Chciałem czegoś prostego i o dużej mocy, i dobrym kandydatem wydawał się pojazd gąsienicowy z dwóch "połówek" łączonych przegubem - koncept stary jak świat, praktycznie każda armia ma swoją wersję do poruszania się w trudnym terenie. Mój wybór padł na rosyjskiego GAZa 3351, a to dlatego że jest on dostępny nie tylko w wersji militarnej ale i cywilnej, co jest miłą odmianą od większości takich pojazdów (i od budowania na ciemnoszaro do upadłego). I tak powstał prosty model który z grubsza nawiązuje do wyglądu GAZa w wersji arktycznej.

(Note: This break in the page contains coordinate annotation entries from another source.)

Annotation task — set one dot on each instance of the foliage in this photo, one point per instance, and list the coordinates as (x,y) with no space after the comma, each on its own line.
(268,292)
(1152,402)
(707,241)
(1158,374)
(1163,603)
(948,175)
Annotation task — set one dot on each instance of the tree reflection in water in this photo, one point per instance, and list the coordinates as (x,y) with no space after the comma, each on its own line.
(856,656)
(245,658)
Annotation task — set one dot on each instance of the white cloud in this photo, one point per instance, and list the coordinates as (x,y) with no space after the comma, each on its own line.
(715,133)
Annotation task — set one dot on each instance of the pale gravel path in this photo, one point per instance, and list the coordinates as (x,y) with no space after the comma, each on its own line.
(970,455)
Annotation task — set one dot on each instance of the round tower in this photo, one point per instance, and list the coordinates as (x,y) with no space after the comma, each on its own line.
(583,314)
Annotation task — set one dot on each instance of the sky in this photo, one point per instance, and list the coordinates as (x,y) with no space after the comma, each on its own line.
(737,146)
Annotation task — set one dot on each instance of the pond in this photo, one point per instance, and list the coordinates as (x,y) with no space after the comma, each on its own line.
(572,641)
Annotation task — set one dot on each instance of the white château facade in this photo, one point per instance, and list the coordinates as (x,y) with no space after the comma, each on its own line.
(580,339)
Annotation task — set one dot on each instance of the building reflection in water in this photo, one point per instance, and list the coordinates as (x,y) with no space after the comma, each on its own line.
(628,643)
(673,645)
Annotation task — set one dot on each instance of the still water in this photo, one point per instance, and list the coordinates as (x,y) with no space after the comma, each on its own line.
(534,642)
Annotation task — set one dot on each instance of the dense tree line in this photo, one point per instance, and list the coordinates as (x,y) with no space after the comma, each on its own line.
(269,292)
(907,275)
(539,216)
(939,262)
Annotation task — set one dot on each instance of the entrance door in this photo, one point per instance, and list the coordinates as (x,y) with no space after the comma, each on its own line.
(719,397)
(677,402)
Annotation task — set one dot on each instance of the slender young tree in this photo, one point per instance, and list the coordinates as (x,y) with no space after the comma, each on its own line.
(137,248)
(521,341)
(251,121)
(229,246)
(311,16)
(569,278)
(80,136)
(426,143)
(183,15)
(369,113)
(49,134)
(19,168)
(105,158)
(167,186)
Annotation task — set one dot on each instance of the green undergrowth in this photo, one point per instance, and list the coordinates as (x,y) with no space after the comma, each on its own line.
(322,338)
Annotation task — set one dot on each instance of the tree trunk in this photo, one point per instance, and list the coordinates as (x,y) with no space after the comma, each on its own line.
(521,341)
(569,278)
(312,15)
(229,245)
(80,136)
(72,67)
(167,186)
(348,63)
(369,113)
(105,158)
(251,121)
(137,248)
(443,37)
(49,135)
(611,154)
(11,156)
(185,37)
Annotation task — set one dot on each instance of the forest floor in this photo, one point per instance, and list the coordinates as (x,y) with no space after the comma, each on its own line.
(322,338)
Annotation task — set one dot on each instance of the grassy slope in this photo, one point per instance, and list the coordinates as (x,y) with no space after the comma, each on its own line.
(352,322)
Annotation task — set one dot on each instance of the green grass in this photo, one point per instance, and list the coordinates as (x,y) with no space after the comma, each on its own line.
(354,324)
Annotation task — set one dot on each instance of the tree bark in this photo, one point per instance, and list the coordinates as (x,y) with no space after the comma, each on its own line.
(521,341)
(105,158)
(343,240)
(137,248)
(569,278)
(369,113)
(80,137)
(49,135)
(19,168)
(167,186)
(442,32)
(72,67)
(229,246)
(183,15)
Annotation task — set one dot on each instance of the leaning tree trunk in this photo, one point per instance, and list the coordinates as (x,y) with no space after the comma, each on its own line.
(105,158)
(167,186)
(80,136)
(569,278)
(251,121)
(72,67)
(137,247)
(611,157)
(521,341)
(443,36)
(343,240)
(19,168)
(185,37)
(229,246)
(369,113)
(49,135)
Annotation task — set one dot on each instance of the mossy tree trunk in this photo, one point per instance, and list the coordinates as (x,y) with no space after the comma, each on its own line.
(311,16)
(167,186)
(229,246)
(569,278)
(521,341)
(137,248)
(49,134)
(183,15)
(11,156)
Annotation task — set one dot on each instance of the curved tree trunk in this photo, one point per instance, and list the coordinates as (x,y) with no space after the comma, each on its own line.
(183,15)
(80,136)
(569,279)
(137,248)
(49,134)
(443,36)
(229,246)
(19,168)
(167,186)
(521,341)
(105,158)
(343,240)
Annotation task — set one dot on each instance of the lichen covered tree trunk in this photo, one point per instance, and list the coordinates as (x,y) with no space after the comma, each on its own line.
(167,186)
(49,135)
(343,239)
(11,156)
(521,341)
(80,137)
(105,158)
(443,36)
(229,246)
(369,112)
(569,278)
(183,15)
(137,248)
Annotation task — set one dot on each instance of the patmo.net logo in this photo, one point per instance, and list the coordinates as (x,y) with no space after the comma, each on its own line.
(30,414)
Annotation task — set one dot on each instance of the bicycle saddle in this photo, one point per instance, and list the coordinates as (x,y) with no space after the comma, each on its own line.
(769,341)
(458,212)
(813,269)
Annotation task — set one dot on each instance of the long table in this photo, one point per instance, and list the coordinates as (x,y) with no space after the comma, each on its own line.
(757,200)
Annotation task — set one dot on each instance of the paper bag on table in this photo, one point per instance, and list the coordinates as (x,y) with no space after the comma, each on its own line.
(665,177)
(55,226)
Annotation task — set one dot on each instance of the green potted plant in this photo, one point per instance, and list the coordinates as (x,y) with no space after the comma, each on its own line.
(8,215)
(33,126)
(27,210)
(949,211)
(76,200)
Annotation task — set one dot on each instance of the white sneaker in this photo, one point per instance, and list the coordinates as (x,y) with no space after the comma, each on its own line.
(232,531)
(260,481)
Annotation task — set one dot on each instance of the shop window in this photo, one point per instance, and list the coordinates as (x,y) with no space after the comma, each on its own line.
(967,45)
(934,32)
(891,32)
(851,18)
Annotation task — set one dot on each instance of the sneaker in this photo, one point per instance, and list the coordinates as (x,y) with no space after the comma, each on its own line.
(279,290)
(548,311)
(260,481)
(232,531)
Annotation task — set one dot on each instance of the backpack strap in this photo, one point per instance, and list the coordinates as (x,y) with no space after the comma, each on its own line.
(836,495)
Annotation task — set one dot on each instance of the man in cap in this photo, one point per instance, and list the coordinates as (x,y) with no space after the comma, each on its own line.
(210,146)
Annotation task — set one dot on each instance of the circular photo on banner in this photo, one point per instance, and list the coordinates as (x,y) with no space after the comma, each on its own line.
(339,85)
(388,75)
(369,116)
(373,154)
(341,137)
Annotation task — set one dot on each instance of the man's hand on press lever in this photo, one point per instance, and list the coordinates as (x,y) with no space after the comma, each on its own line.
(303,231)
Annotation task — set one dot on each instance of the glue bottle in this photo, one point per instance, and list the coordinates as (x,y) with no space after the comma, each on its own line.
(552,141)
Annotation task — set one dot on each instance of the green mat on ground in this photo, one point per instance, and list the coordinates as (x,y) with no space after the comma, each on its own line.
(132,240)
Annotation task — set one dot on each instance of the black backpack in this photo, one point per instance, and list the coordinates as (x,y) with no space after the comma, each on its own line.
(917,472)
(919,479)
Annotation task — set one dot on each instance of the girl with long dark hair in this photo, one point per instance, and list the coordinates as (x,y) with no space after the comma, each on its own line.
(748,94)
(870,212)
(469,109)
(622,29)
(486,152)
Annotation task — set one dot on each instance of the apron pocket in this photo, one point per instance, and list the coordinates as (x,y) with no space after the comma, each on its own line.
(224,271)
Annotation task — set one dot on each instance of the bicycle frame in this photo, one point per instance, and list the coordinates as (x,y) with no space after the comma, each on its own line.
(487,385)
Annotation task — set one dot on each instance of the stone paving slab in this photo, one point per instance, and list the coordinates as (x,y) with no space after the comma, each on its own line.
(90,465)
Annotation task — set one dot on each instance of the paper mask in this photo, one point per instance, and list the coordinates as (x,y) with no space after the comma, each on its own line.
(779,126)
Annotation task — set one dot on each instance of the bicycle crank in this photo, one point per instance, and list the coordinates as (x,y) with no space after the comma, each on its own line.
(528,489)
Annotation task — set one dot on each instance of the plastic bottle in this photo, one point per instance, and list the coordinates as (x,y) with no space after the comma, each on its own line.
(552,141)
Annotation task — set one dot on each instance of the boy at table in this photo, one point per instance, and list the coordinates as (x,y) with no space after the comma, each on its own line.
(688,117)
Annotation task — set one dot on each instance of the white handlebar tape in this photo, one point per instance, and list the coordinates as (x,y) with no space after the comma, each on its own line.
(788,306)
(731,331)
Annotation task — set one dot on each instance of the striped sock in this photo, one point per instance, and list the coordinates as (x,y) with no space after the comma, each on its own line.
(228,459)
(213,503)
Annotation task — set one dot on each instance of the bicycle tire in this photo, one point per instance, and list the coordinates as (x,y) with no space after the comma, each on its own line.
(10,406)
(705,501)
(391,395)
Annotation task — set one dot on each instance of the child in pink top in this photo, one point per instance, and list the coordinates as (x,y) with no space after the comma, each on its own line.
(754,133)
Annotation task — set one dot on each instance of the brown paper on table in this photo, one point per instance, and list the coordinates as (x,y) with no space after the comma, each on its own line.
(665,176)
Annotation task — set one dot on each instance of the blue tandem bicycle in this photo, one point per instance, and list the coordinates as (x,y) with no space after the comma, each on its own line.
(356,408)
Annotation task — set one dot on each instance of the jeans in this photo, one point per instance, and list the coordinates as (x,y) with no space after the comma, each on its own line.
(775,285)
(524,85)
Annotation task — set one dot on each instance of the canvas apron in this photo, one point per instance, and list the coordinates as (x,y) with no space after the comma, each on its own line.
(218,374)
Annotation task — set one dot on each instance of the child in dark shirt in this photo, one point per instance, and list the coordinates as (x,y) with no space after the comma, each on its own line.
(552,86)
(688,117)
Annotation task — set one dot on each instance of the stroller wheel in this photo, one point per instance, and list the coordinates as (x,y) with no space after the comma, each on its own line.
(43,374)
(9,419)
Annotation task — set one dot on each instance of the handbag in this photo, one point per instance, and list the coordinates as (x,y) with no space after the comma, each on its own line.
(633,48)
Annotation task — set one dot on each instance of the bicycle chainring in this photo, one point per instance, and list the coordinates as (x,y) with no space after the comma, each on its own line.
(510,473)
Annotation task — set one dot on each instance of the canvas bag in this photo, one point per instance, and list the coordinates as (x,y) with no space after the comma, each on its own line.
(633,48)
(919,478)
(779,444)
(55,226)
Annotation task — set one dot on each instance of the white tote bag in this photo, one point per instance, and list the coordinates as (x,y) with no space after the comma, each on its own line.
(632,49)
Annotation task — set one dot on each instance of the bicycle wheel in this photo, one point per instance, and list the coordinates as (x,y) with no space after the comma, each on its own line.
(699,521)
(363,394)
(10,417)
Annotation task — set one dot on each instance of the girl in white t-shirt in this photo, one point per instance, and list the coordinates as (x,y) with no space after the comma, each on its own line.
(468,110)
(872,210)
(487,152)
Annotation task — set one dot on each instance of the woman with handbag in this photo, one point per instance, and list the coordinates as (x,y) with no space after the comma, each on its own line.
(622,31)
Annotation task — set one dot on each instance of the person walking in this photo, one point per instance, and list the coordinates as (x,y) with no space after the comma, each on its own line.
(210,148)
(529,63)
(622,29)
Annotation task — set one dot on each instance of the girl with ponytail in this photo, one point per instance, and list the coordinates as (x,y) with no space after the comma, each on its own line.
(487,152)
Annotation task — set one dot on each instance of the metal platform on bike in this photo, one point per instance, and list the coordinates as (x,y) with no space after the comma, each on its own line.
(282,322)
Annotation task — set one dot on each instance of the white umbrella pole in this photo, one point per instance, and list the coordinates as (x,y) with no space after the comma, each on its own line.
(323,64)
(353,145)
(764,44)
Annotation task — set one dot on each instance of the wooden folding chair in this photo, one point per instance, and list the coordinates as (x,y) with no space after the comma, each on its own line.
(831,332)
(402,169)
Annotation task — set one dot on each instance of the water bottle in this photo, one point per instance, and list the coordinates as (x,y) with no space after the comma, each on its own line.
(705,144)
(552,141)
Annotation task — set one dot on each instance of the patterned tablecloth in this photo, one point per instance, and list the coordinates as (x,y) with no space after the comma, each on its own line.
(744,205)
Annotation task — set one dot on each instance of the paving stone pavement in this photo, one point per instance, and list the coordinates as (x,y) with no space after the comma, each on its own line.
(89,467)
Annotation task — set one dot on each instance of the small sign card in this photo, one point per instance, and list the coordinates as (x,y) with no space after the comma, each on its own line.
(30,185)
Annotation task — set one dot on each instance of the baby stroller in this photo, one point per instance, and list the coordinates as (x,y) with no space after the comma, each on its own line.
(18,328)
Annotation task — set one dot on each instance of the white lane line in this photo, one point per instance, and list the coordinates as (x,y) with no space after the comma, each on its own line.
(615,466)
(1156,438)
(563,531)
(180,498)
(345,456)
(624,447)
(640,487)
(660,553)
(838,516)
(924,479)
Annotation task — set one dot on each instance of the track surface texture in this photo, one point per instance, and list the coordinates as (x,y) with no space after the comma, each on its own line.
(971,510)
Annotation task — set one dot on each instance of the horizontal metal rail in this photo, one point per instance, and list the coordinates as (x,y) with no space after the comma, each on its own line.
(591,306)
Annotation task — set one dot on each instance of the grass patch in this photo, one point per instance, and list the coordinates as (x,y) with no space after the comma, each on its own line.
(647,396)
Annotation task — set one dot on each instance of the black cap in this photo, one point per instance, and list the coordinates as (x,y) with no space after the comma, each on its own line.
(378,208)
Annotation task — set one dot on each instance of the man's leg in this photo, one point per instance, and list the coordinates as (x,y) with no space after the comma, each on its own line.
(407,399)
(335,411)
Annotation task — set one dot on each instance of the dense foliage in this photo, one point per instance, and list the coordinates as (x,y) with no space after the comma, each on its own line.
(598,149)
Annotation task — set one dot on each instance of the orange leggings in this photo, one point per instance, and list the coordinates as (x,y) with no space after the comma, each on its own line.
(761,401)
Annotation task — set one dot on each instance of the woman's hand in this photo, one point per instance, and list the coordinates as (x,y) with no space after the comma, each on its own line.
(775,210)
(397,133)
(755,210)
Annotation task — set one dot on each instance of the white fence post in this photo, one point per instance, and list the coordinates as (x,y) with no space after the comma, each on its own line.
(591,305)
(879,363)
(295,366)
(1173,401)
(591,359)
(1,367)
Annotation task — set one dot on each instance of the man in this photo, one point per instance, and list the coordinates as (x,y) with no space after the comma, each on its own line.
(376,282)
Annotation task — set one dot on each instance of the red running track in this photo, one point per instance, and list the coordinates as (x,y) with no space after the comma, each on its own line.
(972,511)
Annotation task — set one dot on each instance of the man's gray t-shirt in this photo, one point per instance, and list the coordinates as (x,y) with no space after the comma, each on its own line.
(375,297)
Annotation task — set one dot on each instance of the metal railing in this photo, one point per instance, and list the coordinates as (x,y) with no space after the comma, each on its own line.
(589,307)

Model okazał się cenną lekcją z cyklu "czego nie robić". I tak, dowiedziałem się że:

- gumowa gąsienica ma świetną trakcję ale do podjazdów pod większe przeszkody nie wystarczy napędzanie jej od środka gumową oponą na zasadzie samego tarcia. W pewnym momencie koła napędowe zaczynają się po prostu obracać w stojących gąsienicach. Rozwiązaniem byłoby zastosowanie kół napędowych które zazębiają się z centralnym zębem w gąsienicach, co powinno być jak najbardziej wykonalne, tylko nie w tej skali. Koła które zastosowałem do napędu mają niewiele ponad 5 studów średnicy, a i tak były już nieco za duże w stosunku do skali. Gąsienica zawinięta wokół tak małego koła ma przerwy między zębami od strony zewnętrznej zredukowane prawie do zera i nie bardzo jest z czym pracować. Rozwiązaniem byłoby większe koło napędowe, i to znacznie, ale to wymusiłoby przeskalowanie całego modelu.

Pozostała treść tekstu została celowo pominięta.